西田宗千佳のイマトミライ

第155回

KDDIの大規模障害はなぜ起きたのか。「告知」に課題

7月3日に行なわれた会見では、KDDI・髙橋誠社長が陳謝した

7月2日深夜に起きたKDDIの通信障害は、3日夜になっても完全回復に至らず、長期的かつ影響範囲の多いものとなった。3日にはKDDIが会見を開き、髙橋誠社長自身が謝罪し、障害の詳細と復旧状況の説明が行なわれた。

「KDDI創業以来最大の障害」(髙橋社長)はなぜ起きたのか、そして、この障害はなにを示しているかを考えてみよう。

個人のスマホにも業務端末にも大きな影響

被害対象端末数は、全国で最大約3,915万回線。それがほぼ2日に渡って影響を受けた。筆者の契約している端末も、アンテナピクトが立たず、通話もできない状態になった。

影響を受けた可能性のある回線数。
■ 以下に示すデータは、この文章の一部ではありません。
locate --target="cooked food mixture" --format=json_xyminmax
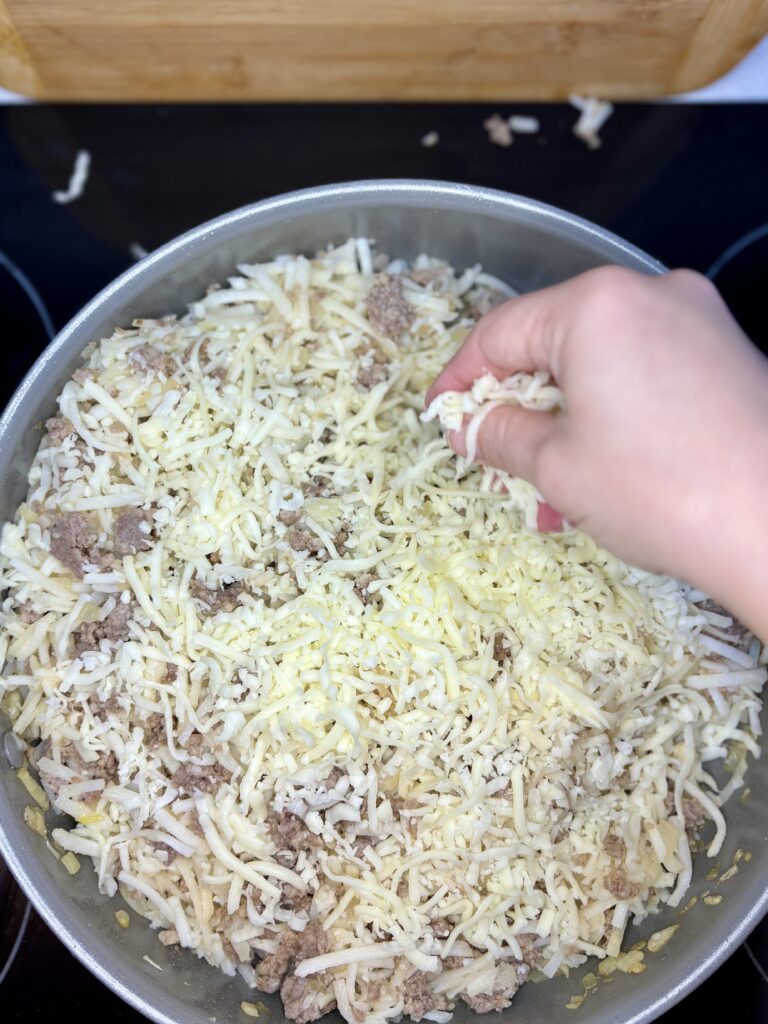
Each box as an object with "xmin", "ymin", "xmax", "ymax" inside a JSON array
[{"xmin": 0, "ymin": 240, "xmax": 766, "ymax": 1024}]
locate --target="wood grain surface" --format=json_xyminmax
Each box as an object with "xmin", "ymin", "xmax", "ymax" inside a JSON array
[{"xmin": 0, "ymin": 0, "xmax": 768, "ymax": 100}]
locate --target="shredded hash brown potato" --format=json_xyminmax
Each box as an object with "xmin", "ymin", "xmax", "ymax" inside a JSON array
[{"xmin": 0, "ymin": 240, "xmax": 766, "ymax": 1024}]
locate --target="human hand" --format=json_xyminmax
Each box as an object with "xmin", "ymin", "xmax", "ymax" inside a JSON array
[{"xmin": 427, "ymin": 267, "xmax": 768, "ymax": 632}]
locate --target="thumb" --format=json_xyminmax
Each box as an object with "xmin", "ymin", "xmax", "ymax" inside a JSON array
[{"xmin": 447, "ymin": 406, "xmax": 560, "ymax": 489}]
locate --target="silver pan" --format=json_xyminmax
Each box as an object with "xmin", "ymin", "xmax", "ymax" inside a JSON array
[{"xmin": 0, "ymin": 181, "xmax": 768, "ymax": 1024}]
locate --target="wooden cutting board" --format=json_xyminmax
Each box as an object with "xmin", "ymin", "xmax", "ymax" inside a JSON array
[{"xmin": 0, "ymin": 0, "xmax": 768, "ymax": 100}]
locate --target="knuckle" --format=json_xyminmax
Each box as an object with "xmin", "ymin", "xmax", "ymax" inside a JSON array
[{"xmin": 585, "ymin": 266, "xmax": 648, "ymax": 318}]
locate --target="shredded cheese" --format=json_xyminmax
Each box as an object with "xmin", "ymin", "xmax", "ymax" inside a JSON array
[{"xmin": 0, "ymin": 239, "xmax": 766, "ymax": 1024}]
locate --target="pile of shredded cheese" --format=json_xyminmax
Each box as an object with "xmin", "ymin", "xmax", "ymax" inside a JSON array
[{"xmin": 0, "ymin": 240, "xmax": 766, "ymax": 1024}]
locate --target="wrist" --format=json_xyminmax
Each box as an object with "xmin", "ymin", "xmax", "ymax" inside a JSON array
[{"xmin": 686, "ymin": 423, "xmax": 768, "ymax": 643}]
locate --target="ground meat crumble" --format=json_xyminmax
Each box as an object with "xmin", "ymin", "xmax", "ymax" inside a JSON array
[
  {"xmin": 50, "ymin": 512, "xmax": 99, "ymax": 580},
  {"xmin": 366, "ymin": 273, "xmax": 414, "ymax": 341}
]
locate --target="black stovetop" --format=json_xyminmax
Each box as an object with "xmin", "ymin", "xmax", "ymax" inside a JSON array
[{"xmin": 0, "ymin": 104, "xmax": 768, "ymax": 1024}]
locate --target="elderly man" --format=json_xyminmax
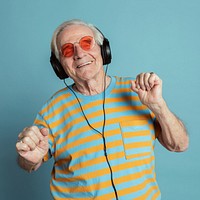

スマートフォンだけでなく、IoT機器などの業務用機器にも多数の影響が出た

携帯電話で通話ができない、特に緊急通報も難しいというのは、インフラとしては非常に危険な状態だ。

通話機能の障害に伴い、SMSも使えなくなった。ウェブサービスの認証では、SMSを使った多要素認証が採用されることが増えているが、SMSが使えないと、認証ができないのでサービスが使えなくなる。

のちほど解説するが、今回のトラブルは主に音声通話の接続に関するものだったが、結果として、KDDIが扱うデータトラフィック全体に影響した。復旧の段階で利用できる帯域が絞られたため、通信に関しても一部トラブルが起きた。

KDDI自身の回線もそうだが、MVNO回線や、一部エリアでKDDIの回線を使っている楽天モバイルも影響を受けた。

個人だけでなく、企業の使っている端末も同様に影響を受けている。宅配業者や空港係員など、スマートフォンや専用端末などを業務に使っている人の業務が滞る結果となったし、主にSMSの不通により、業務用の端末でデータのやり取りができないこともあったという。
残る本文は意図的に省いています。